Quatro Perspectivas iluminam o tema desta edição. Três delas destacam a necessidade de revisão do referencial teórico psicanalítico para repensar e acomodar em nossa clínica as diversas configurações sexuais e de gênero que exigem ser ouvidas. A pergunta de Natalia Mirza Labraga – em seu artigo A sexualidade interpela novamente a psicanálise – é um convite provocativo à reflexão: “Estaremos preparados para reinventar nossas formulações sem perder o potencial subversivo com que surgiram e sem perder sua capacidade heurística dentro da própria psicanálise?” Com argumentos sólidos apresentados em Psicanálise e gênero: Escuta das dissidências e criação de uma nova epistemologia, Mariana Pombo ressalta a importância de adotar uma perspectiva histórica da diferença sexual e de rever as marcas patriarcais, coloniais e heteronormativas na abordagem das experiências de dissidência e de mutação. José Galeano vai na mesma direção. O autor de Notas sobre as configurações sexuais e de gênero diversas propõe “ampliar o conceito de diferença como acesso ao campo simbólico e aos laços sociais, [e, assim] situar no campo da diversidade o que estava inserido no campo da psicopatologia”. Esta seção culmina com o ensaio de Mónica Santollalla, intitulado De lógicas, espaços e tempos justapostos. Sexualidades diversas.

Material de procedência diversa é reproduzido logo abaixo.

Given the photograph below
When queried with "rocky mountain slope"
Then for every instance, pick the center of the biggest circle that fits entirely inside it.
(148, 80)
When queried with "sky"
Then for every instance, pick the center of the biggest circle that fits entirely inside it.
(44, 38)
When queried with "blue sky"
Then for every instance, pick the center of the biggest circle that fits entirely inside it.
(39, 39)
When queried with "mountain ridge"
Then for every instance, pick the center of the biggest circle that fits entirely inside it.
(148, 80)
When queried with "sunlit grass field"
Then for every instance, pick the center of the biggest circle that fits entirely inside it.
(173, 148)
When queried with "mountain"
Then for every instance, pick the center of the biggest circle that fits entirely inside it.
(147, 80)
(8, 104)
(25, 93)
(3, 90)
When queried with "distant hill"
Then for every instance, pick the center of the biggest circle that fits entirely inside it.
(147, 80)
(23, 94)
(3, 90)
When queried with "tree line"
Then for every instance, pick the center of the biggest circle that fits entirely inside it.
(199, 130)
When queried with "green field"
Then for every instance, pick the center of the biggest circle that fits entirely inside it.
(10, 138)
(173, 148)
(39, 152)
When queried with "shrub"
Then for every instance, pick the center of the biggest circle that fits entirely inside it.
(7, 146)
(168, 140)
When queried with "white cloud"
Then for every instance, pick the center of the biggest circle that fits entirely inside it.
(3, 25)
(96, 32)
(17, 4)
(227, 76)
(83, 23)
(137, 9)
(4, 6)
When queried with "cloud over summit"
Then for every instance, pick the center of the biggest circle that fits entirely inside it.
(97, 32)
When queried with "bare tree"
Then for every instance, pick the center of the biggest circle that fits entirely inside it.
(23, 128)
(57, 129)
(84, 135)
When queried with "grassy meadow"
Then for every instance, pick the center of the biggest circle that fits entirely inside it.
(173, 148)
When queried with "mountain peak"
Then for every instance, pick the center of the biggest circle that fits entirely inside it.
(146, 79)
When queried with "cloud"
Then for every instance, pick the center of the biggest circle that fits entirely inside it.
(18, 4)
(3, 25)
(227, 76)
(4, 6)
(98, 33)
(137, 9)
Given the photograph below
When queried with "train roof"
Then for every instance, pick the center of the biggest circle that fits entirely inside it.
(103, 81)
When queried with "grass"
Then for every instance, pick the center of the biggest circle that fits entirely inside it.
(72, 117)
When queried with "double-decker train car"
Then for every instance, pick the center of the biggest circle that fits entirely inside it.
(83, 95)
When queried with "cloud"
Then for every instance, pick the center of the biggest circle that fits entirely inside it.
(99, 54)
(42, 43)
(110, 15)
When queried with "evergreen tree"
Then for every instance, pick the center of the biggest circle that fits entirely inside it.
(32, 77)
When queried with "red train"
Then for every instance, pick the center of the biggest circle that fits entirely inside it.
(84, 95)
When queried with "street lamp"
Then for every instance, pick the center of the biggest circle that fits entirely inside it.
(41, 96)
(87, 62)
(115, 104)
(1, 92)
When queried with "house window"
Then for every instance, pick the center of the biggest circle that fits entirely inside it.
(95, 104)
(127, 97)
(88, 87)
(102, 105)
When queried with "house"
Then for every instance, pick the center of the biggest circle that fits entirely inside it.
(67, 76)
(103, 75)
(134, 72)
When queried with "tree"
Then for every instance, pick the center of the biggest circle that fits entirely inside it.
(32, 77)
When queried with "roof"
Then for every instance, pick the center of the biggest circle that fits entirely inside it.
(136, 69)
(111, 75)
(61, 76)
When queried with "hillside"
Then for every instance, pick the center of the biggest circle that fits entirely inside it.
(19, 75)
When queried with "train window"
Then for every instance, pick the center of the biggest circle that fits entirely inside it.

No coração do texto bate com força uma ideia que a autora articula com sua clínica: “a convivência justaposta de identificações fragmentárias, heterogêneas, opostas, que não se resolvem umas pelas outras, mas buscam, atreladas ao desejo, uma convivência que implica luto, perdas (…) sem que seja necessário ou possível qualquer integração”.
No texto de Interseções intitulado Não fomos longe demais? Provocações em torno da linguagem inclusiva, Luciana Almada e Facundo Boccardi – especialistas em Comunicação Social –, retomam o panorama da Revolução Francesa e o gesto político da ativista Olympe de Gouges, que fundamentou a linguagem inclusiva em sua crítica ao androcentrismo. No entanto, procuram “suscitar a reflexão, mais do que citar manuais de estilo”. Nesse sentido, instigam um pensamento de “des-aprender os modos de produzir conhecimento”, a partir da “tarefa contínua e sempre comovedora de construir (e nomear) outros mundos (im)possíveis “. Que estratégias temos para lidar com o pânico linguístico que insiste no binarismo? Como podemos “inventar outros usos imaginativos que não estão ligados apenas às palavras, mas
também axs corpxs e aos prazeres “?
Na seção Conversações apresentamos um novo episódio do projeto “Em Língua Viva: FEPAL Hoje”. Nesta ocasião, o diálogo com a atual Diretora do Conselho Profissional da FEPAL, María Pía Costa Santolalla (SPP), nos permite conhecer um pouco mais sobre as funções dessa área, as ações realizadas e as propostas para o futuro com relação ao desenvolvimento profissional, à preservação da ética e à geração de um espaço para pensar com outros colegas sobre os desafios que enfrentamos no exercício de nossa profissão.
Em Marcadores de Calibán, Samantha Nigri nos convida a navegar por artigos – publicados na revista – de autores latino-americanos que mergulharam nas profundas águas e no mistério “das sexualidades que nos são impostas, em um contínuo refazer-se”.
Esperamos que essas interessantes contribuições cheguem até vocês, enriqueçam o pensamento, ampliem as perspectivas e contribuam para uma maior abertura na escuta.